Re: Das Kind namens Welt
« Antwort #1 am: Oktober 04, 2020, 07:33:22 »
hi erich,

ich denke, das, was wir "die welt" nennen , war nie woanders als "dazwischen":
zwischen dir und mir, zwischen heut und morgen, zwischen tod und leben....
corona macht uns letzteres wieder mal schmerzlich bewusst, rückt es in die mitte unserer aufmerksamkeit, nachdem die westliche welt den tod in den letzten jahrzehnten gekonnt an den rand drängen durfte....
war aber nie anders: mitten im leben, vom tode umgeben!
nur: so kann mann deinen sonntag-morgen-kaffee auch nicht wirklich gut trinken.(und wozu soll ich überhaupt noch die fenster putzen?sinnloses unterfangen!)
nein, ganz ohne verdrängung gehts wohl auch nicht.🙄
da werden wir uns ab und an schon mit ein paar "zwischen"-lösungen und provisorien begnügen müssen.

wie du ja auch anderswo schon angedacht hast:  dinge in der schwebe zu lassen, weil ja alles leben zumeist nur " work in progress" ist....

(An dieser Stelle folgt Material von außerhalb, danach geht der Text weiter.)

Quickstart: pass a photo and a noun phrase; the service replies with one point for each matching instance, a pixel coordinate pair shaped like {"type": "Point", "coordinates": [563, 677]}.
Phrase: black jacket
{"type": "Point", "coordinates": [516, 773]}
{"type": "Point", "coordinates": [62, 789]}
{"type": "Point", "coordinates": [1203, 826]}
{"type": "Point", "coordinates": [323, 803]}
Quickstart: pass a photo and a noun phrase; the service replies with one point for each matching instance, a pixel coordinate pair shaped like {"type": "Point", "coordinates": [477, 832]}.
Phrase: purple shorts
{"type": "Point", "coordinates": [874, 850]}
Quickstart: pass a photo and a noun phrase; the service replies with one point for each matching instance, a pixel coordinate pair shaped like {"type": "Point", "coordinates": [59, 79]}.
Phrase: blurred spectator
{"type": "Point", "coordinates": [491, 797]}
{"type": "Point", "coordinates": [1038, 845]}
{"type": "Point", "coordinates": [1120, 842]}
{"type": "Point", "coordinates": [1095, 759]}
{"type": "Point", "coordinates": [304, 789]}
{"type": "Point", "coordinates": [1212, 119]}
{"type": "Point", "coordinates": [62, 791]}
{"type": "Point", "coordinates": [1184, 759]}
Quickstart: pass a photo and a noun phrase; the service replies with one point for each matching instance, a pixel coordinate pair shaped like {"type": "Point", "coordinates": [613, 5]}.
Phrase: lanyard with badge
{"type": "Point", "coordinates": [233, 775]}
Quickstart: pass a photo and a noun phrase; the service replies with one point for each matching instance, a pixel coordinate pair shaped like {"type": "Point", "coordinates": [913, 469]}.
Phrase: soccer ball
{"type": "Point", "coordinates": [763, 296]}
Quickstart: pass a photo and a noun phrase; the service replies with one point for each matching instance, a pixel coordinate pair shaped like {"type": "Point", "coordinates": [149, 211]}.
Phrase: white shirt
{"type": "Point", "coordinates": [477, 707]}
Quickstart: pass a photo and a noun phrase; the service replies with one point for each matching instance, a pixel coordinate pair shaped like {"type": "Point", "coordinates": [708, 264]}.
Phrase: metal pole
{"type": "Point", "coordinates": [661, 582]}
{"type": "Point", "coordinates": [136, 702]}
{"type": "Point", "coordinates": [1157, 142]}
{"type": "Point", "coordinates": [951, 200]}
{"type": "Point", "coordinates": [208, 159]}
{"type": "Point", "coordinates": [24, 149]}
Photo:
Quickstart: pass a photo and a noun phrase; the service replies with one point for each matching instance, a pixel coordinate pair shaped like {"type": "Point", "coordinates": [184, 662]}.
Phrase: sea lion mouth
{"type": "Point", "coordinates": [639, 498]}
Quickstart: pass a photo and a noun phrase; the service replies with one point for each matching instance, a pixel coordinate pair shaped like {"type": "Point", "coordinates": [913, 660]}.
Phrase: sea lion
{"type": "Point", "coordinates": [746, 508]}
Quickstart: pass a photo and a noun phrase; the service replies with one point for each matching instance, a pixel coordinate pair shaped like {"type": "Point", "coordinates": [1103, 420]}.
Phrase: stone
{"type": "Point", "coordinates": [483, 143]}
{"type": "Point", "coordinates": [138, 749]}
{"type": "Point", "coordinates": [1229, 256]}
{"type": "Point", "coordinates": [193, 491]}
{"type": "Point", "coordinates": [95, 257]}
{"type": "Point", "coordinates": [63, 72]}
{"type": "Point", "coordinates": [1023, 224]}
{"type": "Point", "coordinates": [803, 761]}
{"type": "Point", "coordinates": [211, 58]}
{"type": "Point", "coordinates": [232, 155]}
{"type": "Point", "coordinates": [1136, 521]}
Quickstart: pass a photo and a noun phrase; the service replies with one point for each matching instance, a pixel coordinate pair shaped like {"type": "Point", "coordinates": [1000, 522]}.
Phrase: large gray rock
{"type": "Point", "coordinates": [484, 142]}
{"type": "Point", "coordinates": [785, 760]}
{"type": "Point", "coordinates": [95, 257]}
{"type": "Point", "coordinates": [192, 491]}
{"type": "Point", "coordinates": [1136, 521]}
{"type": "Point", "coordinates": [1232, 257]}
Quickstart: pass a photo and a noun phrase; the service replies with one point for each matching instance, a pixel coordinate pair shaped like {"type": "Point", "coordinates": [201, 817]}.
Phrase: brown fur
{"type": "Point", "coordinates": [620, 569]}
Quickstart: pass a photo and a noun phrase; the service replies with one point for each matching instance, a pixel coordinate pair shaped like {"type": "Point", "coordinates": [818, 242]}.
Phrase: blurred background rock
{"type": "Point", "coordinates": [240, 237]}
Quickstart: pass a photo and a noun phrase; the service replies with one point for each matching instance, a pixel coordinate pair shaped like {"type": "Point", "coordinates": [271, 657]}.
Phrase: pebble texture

dieses sonett ist aber fertig -
und hiermit auch mein kommentar!

lg, larin

Erich Kykal

Re: Das Kind namens Welt
« Antwort #2 am: Oktober 04, 2020, 13:10:59 »
Hi larin!

du hast, im Großen besehen, natürlich völig recht. Im großen Rahmen mittelt sich jegliche Sinnhaftgkeit heraus. Indes, der Mensch als Einzelindividuum, bis hin zum kulturellen Konglomerat, dem er sich angehörig fühlt, gefällt sich darin, seine Existenz in Sinneinheiten zu gliedern. Ein Aufgabe, ein Tagwerk, ein langfristiges Vorhaben, ein Lebensplan, ein göttlicher Plan, ein Welterklärungsmodell. Diesen "Blöcken" geistig anhängig denkt sich der Mensch die Welt, "seine" Welt eben auch so: Es ist immer etwas zu tun, etwas zu vollenden. Und dann gibt es natürlich auch dieses "Dazwischen", dieses "In-der-Luft-Hängen-Gefühl", wenn etwas bewältigt wurde und noch kein neues Ziel im inneren Raum steht.
Und manchmal fühlt man sich einfach so mal eben genau so und weiß nicht warum. Ein Ahnung des "größeres Bildes"? Wer weiß. Und dieses Ahnen ergießt sich dann auch in die wahrgenommene Welt, lässt alles undefiniert und vage, ohne tieferen Plan und Willen erscheinen. Die gereiften Geister wissen: Man sieht es endlich, so wie es halt ist. Aber dem ängstlichen, unreifen, im Täglichen befangenen Geist erscheint diese Sicht beängstigend, verunsichernd - im wesentlichsten Sinne: gottlos.
Und ihn, der das erlebt, beschleicht dieses seltsame Gefühl dabei, die Briten nennen es "eery", man könnte es grob mit "gespenstisch" oder "anderweltlich" übersetzen. Eine scheinbar vertraute und doch fremd wirkende Welt ...

Mein Gedicht versucht, den unreifen Geist hier abzuholen und ihm "das größere Bild" zu erklären, ohne ihn zu ängstigen und zu verscheuchen. Das Werk will den Leser an den Gedanken der Sinnlosigkeit allen Seins gewöhnen, ohne ihn zu verschrecken, denn es lässt sich durchaus gut leben in einer Welt, die - wie ein Kind - nicht wertet, nur hinnimmt, was wird und ist - vorausgesetzt, man ist seiner selbst sicher genug, um sich dauerhaft darin zu definieren, und das ohne die Hilfe fiktiver, angenommener Konstrukte wie Götter oder deren "höhere Pläne" für uns als "Erschaffene".
Der reife Geist erschafft sich selber, denn er weiß, dass sein Gefährt, der Körper, nur ein zufälliges Ergebnis von Zeit und Anpassung, sprich Evolution ist. Und er, das Bewusstsein, erwuchs diesem Stofflichen als Metaebene ohne göttliches Zutun, einfach, weil so ein Fleischberg mit Metaebene des eigenen Bewusstseins bessere Selbsterhaltungschancen hatte als einer ohne.  ;)

Vielen Dank für deine interessanten Einlassungen!  :)

LG, eKy
« Letzte Änderung: Dezember 15, 2022, 18:08:58 von Erich Kykal »
Ironie: Ich halte euch einen Spiegel vor, damit wir herzlich lachen können.
Sarkasmus: Ich halte euch einen Spiegel vor, weil ich von euch enttäuscht bin.
Zynismus: Ich halte euch einen Spiegel vor, aber ich glaube nicht mehr an euch.